Tractor mechanic makes house calls

Parked for years, late farmer’s favorite rig runs once again

— CAPON BRIDGE, W.Va. — For two years, Steve Slonaker didn’t move his father Bill’s favorite tractor, a 1950s Oliver Super 77, from the spot where Bill parked it shortly before he died.

“He drove it in there and parked it and I’ve never touched it,” Slonaker said, standing next to a machine shed on the Hampshire County farm that’s been in his family since at least the Civil War. “That’s where he left it the last day he used it.”

Slonaker said he didn’t have the heart to move the Oliver. Eventually it became unmovable, as neglect left the antique machine unable to start.

All that changed last week, when Slonaker called on the expertise of traveling mechanic Ted Kalvitis.

Kalvitis, of Augusta, W.Va., drives from farm to farm in an old black pickup, repairing broken-down tractors like a doctor making house calls. He began working as a tractor mechanic full time in the 1980s.

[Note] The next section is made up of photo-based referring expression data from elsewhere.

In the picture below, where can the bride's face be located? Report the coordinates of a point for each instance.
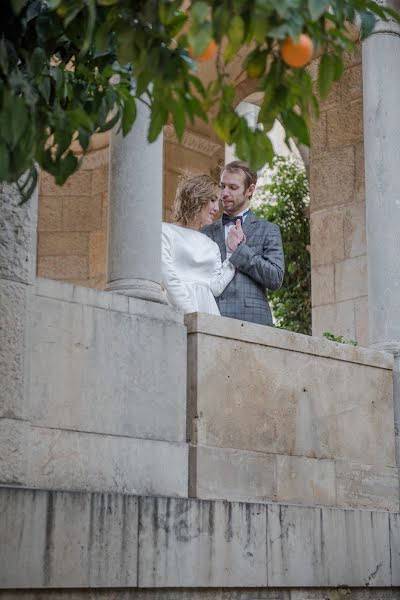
(209, 211)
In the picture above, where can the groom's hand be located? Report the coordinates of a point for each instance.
(235, 236)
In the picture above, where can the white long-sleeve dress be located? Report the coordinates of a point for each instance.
(191, 269)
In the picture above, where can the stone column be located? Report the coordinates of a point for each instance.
(381, 82)
(135, 212)
(17, 277)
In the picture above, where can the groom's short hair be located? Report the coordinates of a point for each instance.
(239, 166)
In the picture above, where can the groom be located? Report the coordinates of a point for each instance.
(258, 259)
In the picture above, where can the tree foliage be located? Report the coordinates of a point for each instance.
(285, 201)
(70, 68)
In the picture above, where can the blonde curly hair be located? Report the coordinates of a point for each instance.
(193, 192)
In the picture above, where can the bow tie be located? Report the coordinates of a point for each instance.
(226, 219)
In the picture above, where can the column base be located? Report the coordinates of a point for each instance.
(138, 288)
(391, 346)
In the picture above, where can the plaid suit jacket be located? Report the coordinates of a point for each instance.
(259, 266)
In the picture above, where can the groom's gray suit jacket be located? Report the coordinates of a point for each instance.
(259, 266)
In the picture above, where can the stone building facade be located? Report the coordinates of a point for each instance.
(144, 455)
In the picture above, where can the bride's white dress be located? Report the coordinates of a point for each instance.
(191, 269)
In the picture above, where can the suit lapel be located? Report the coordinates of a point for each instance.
(219, 237)
(249, 223)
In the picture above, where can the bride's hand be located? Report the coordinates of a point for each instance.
(235, 236)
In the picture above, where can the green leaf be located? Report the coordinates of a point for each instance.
(326, 74)
(13, 120)
(317, 8)
(199, 12)
(4, 162)
(3, 56)
(18, 5)
(200, 38)
(236, 31)
(368, 21)
(37, 61)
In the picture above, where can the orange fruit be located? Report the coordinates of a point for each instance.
(297, 54)
(208, 54)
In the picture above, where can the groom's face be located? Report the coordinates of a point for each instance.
(234, 195)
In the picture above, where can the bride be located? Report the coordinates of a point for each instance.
(191, 269)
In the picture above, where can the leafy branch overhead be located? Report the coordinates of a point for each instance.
(70, 68)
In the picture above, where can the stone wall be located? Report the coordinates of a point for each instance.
(279, 416)
(105, 403)
(338, 231)
(83, 540)
(72, 225)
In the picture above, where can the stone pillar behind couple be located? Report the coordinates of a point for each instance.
(242, 262)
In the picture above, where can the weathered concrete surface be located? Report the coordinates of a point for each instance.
(135, 209)
(317, 547)
(191, 543)
(47, 458)
(15, 299)
(229, 474)
(17, 274)
(55, 539)
(71, 540)
(323, 410)
(99, 365)
(204, 594)
(17, 235)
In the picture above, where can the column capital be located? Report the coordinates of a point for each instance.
(391, 26)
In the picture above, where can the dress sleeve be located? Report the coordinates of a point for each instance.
(175, 287)
(223, 274)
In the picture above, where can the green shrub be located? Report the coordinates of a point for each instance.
(285, 201)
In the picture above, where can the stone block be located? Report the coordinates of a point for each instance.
(327, 547)
(50, 213)
(360, 173)
(351, 278)
(99, 180)
(394, 527)
(355, 234)
(63, 244)
(305, 480)
(365, 486)
(318, 135)
(228, 474)
(358, 547)
(348, 88)
(82, 214)
(361, 315)
(63, 267)
(67, 540)
(97, 253)
(14, 448)
(323, 284)
(15, 304)
(39, 457)
(327, 237)
(332, 178)
(192, 543)
(338, 318)
(103, 377)
(345, 125)
(79, 184)
(17, 235)
(264, 390)
(293, 546)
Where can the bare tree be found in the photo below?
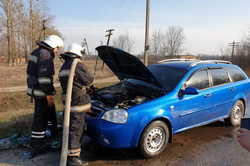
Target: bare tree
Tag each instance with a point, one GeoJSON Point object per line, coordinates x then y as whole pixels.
{"type": "Point", "coordinates": [124, 42]}
{"type": "Point", "coordinates": [174, 41]}
{"type": "Point", "coordinates": [16, 20]}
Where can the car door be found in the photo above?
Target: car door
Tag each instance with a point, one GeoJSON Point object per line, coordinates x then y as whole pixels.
{"type": "Point", "coordinates": [194, 109]}
{"type": "Point", "coordinates": [223, 91]}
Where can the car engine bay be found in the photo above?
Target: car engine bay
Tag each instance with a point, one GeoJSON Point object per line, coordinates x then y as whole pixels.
{"type": "Point", "coordinates": [123, 95]}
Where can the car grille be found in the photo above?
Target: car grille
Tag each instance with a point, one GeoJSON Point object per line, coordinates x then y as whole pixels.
{"type": "Point", "coordinates": [95, 111]}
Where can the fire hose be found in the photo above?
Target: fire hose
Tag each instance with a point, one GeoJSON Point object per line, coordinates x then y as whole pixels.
{"type": "Point", "coordinates": [64, 151]}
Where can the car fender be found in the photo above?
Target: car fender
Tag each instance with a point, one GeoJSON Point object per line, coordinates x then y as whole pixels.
{"type": "Point", "coordinates": [146, 120]}
{"type": "Point", "coordinates": [240, 96]}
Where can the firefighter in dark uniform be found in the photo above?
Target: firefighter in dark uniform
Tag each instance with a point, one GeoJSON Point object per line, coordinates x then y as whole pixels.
{"type": "Point", "coordinates": [40, 73]}
{"type": "Point", "coordinates": [80, 101]}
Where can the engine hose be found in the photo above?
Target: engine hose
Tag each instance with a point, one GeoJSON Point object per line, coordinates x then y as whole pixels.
{"type": "Point", "coordinates": [64, 151]}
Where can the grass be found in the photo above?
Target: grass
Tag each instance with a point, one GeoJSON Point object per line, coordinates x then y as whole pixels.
{"type": "Point", "coordinates": [16, 111]}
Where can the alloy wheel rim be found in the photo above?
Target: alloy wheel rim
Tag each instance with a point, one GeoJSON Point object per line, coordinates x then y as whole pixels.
{"type": "Point", "coordinates": [155, 139]}
{"type": "Point", "coordinates": [237, 113]}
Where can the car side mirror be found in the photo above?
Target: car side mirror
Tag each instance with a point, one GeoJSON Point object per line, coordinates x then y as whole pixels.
{"type": "Point", "coordinates": [188, 91]}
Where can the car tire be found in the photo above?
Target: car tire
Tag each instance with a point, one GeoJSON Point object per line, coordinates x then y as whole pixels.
{"type": "Point", "coordinates": [236, 114]}
{"type": "Point", "coordinates": [154, 139]}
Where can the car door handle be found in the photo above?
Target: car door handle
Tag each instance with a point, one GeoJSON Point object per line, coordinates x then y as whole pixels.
{"type": "Point", "coordinates": [208, 95]}
{"type": "Point", "coordinates": [232, 89]}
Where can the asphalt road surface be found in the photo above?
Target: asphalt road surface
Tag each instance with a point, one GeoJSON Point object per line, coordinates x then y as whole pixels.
{"type": "Point", "coordinates": [211, 145]}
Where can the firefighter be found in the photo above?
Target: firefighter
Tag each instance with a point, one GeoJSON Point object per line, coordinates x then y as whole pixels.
{"type": "Point", "coordinates": [80, 100]}
{"type": "Point", "coordinates": [40, 71]}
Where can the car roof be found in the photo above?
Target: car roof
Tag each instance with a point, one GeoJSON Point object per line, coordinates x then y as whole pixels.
{"type": "Point", "coordinates": [187, 65]}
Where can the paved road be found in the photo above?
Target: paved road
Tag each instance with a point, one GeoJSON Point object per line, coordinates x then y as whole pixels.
{"type": "Point", "coordinates": [211, 145]}
{"type": "Point", "coordinates": [23, 88]}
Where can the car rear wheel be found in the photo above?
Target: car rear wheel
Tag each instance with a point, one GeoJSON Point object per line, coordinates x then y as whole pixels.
{"type": "Point", "coordinates": [236, 114]}
{"type": "Point", "coordinates": [154, 139]}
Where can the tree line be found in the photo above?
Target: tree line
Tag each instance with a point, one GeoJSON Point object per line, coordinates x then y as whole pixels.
{"type": "Point", "coordinates": [22, 23]}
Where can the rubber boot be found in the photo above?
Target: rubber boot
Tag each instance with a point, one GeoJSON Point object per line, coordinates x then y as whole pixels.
{"type": "Point", "coordinates": [76, 161]}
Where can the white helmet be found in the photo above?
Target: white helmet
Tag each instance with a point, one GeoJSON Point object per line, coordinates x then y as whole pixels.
{"type": "Point", "coordinates": [54, 41]}
{"type": "Point", "coordinates": [75, 49]}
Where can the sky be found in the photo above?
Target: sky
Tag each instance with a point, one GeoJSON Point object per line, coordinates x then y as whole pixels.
{"type": "Point", "coordinates": [209, 25]}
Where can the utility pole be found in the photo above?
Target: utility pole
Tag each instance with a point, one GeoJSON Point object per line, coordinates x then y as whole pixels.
{"type": "Point", "coordinates": [44, 29]}
{"type": "Point", "coordinates": [31, 23]}
{"type": "Point", "coordinates": [146, 47]}
{"type": "Point", "coordinates": [233, 45]}
{"type": "Point", "coordinates": [85, 44]}
{"type": "Point", "coordinates": [109, 31]}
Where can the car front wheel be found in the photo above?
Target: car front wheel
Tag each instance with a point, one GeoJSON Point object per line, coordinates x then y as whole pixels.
{"type": "Point", "coordinates": [154, 139]}
{"type": "Point", "coordinates": [236, 114]}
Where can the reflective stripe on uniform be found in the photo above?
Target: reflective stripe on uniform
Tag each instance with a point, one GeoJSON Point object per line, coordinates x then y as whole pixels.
{"type": "Point", "coordinates": [35, 136]}
{"type": "Point", "coordinates": [44, 80]}
{"type": "Point", "coordinates": [74, 152]}
{"type": "Point", "coordinates": [81, 108]}
{"type": "Point", "coordinates": [38, 133]}
{"type": "Point", "coordinates": [64, 73]}
{"type": "Point", "coordinates": [36, 92]}
{"type": "Point", "coordinates": [29, 91]}
{"type": "Point", "coordinates": [50, 123]}
{"type": "Point", "coordinates": [32, 58]}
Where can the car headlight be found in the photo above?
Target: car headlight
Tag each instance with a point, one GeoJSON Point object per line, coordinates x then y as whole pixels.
{"type": "Point", "coordinates": [116, 116]}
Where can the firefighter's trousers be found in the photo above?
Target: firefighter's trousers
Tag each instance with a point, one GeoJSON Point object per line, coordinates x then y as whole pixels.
{"type": "Point", "coordinates": [44, 118]}
{"type": "Point", "coordinates": [76, 128]}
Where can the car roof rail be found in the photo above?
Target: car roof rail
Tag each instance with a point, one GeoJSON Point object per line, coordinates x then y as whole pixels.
{"type": "Point", "coordinates": [211, 61]}
{"type": "Point", "coordinates": [176, 60]}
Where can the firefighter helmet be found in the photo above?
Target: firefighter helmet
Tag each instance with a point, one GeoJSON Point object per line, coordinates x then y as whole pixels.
{"type": "Point", "coordinates": [54, 41]}
{"type": "Point", "coordinates": [75, 49]}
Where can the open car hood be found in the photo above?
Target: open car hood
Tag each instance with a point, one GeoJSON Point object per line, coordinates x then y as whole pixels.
{"type": "Point", "coordinates": [124, 65]}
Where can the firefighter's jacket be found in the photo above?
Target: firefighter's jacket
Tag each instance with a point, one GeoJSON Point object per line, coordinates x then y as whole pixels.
{"type": "Point", "coordinates": [40, 72]}
{"type": "Point", "coordinates": [80, 100]}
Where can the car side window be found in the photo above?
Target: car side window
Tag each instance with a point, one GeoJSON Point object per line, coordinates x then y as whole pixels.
{"type": "Point", "coordinates": [199, 80]}
{"type": "Point", "coordinates": [236, 74]}
{"type": "Point", "coordinates": [219, 76]}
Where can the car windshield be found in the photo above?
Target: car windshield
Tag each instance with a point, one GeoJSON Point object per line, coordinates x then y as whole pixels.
{"type": "Point", "coordinates": [167, 76]}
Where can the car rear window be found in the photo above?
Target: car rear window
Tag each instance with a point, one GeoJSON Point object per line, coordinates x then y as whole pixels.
{"type": "Point", "coordinates": [219, 76]}
{"type": "Point", "coordinates": [199, 80]}
{"type": "Point", "coordinates": [235, 74]}
{"type": "Point", "coordinates": [167, 76]}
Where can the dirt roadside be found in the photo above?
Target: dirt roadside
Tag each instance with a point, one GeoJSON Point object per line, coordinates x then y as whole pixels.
{"type": "Point", "coordinates": [211, 145]}
{"type": "Point", "coordinates": [23, 88]}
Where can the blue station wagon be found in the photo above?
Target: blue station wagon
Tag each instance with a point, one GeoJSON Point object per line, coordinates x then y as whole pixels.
{"type": "Point", "coordinates": [151, 104]}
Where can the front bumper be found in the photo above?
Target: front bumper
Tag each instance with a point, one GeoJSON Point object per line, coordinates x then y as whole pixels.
{"type": "Point", "coordinates": [110, 134]}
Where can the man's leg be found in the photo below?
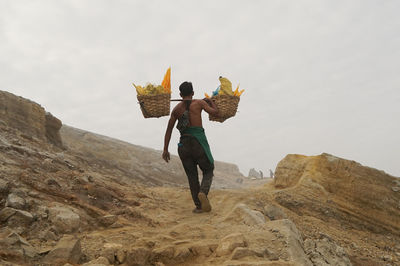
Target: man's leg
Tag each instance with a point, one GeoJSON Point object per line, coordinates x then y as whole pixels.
{"type": "Point", "coordinates": [208, 172]}
{"type": "Point", "coordinates": [191, 171]}
{"type": "Point", "coordinates": [206, 167]}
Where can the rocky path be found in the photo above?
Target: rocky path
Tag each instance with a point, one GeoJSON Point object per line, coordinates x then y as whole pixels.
{"type": "Point", "coordinates": [235, 232]}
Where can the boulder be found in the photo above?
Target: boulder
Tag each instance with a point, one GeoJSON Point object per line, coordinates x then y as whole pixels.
{"type": "Point", "coordinates": [64, 219]}
{"type": "Point", "coordinates": [138, 256]}
{"type": "Point", "coordinates": [241, 213]}
{"type": "Point", "coordinates": [110, 251]}
{"type": "Point", "coordinates": [274, 212]}
{"type": "Point", "coordinates": [6, 213]}
{"type": "Point", "coordinates": [229, 243]}
{"type": "Point", "coordinates": [15, 201]}
{"type": "Point", "coordinates": [100, 261]}
{"type": "Point", "coordinates": [53, 125]}
{"type": "Point", "coordinates": [241, 252]}
{"type": "Point", "coordinates": [255, 174]}
{"type": "Point", "coordinates": [68, 249]}
{"type": "Point", "coordinates": [15, 218]}
{"type": "Point", "coordinates": [108, 220]}
{"type": "Point", "coordinates": [325, 251]}
{"type": "Point", "coordinates": [29, 117]}
{"type": "Point", "coordinates": [203, 249]}
{"type": "Point", "coordinates": [4, 186]}
{"type": "Point", "coordinates": [14, 242]}
{"type": "Point", "coordinates": [292, 250]}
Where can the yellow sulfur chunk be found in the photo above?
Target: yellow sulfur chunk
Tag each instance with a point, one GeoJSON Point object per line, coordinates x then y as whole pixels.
{"type": "Point", "coordinates": [166, 83]}
{"type": "Point", "coordinates": [226, 86]}
{"type": "Point", "coordinates": [236, 92]}
{"type": "Point", "coordinates": [139, 89]}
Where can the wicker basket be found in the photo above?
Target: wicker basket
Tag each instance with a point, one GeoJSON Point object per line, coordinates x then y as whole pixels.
{"type": "Point", "coordinates": [227, 107]}
{"type": "Point", "coordinates": [155, 105]}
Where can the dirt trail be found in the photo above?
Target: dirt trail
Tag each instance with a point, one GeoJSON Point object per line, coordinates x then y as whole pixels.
{"type": "Point", "coordinates": [175, 235]}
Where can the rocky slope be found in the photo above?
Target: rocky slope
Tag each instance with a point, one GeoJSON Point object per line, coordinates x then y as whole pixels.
{"type": "Point", "coordinates": [91, 200]}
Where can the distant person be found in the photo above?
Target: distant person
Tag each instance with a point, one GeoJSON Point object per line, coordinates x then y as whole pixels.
{"type": "Point", "coordinates": [193, 148]}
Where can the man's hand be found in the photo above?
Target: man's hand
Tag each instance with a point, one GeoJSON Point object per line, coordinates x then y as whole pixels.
{"type": "Point", "coordinates": [207, 100]}
{"type": "Point", "coordinates": [166, 156]}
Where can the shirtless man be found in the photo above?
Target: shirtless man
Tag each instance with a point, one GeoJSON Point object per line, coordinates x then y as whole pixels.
{"type": "Point", "coordinates": [193, 148]}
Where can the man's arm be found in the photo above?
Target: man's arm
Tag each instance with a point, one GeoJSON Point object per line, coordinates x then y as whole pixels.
{"type": "Point", "coordinates": [167, 137]}
{"type": "Point", "coordinates": [209, 106]}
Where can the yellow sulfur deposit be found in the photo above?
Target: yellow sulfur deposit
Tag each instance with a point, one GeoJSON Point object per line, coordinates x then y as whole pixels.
{"type": "Point", "coordinates": [236, 92]}
{"type": "Point", "coordinates": [149, 89]}
{"type": "Point", "coordinates": [167, 81]}
{"type": "Point", "coordinates": [226, 86]}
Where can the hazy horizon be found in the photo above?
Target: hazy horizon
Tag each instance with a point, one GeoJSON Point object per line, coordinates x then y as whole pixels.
{"type": "Point", "coordinates": [319, 76]}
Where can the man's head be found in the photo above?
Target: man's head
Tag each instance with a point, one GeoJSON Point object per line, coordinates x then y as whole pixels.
{"type": "Point", "coordinates": [186, 89]}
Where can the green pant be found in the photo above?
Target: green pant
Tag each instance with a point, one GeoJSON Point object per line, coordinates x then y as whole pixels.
{"type": "Point", "coordinates": [192, 154]}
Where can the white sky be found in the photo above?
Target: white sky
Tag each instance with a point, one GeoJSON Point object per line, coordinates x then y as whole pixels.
{"type": "Point", "coordinates": [320, 76]}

“At that time if you were working on tractors, you were working on antiques,” Kalvitis said. And he continues to spend much of his time repairing antique equipment, specializing, as he explained in one article, in machines that “can’t be moved.”

Machines like the Oliver, which Kalvitis was eventually able to fire up and back out of the shed, for the first time in years.

The Slonakers’ Oliver and Kalvitis’ work to resurrect it will be featured in a West Virginia public broadcasting production scheduled to be released in mid-2011. A crew filmed Kalvitis’ visit to the Slonaker farm and the story behind the Oliver as one segment of a documentary about farm tractors and why people treasure them.

Producer Chuck Klein found the perfect guide for the documentary in Kalvitis, who years ago began writing about his visits to clients and his observations about life as a traveling mechanic.

“I started keeping a journal,” Kalvitis said. “More for the sake of remembering what I did to the individual machines than anything.”

But the writing developed into articles and regular columns published in places like Antique Power magazine, Farm & Ranch Living magazine, the Winchester Star, and the now-defunct Capon Valley Chronicle. He’s also written a book soon to be published, titled “Of Grease and Chaff: The Three Seasons of a Country Mechanic.”

Klein said the concept for the documentary came to him when a friend mentioned one day that he was “looking for an excuse” just to get out on his tractor.

“It’s the idea of getting on a tractor and taking yourself to a little bit of peacefulness and away time,” Klein said. The film will tell the stories of several farmers from very different walks of life who value their time spent on the farm, and their tractors, for their own particular reasons.

In Slonaker’s case, it’s due largely to the memory of his father’s fondness for the Oliver. It was the second tractor Bill Slonaker ever purchased new when he brought it home in 1955.

“When he grew up as a young man on the farm they worked using horses,” Slonaker said. “The first tractor my granddad bought was an Oliver. I guess that’s why it was special to him, something about that transition from farming with horses to tractors.”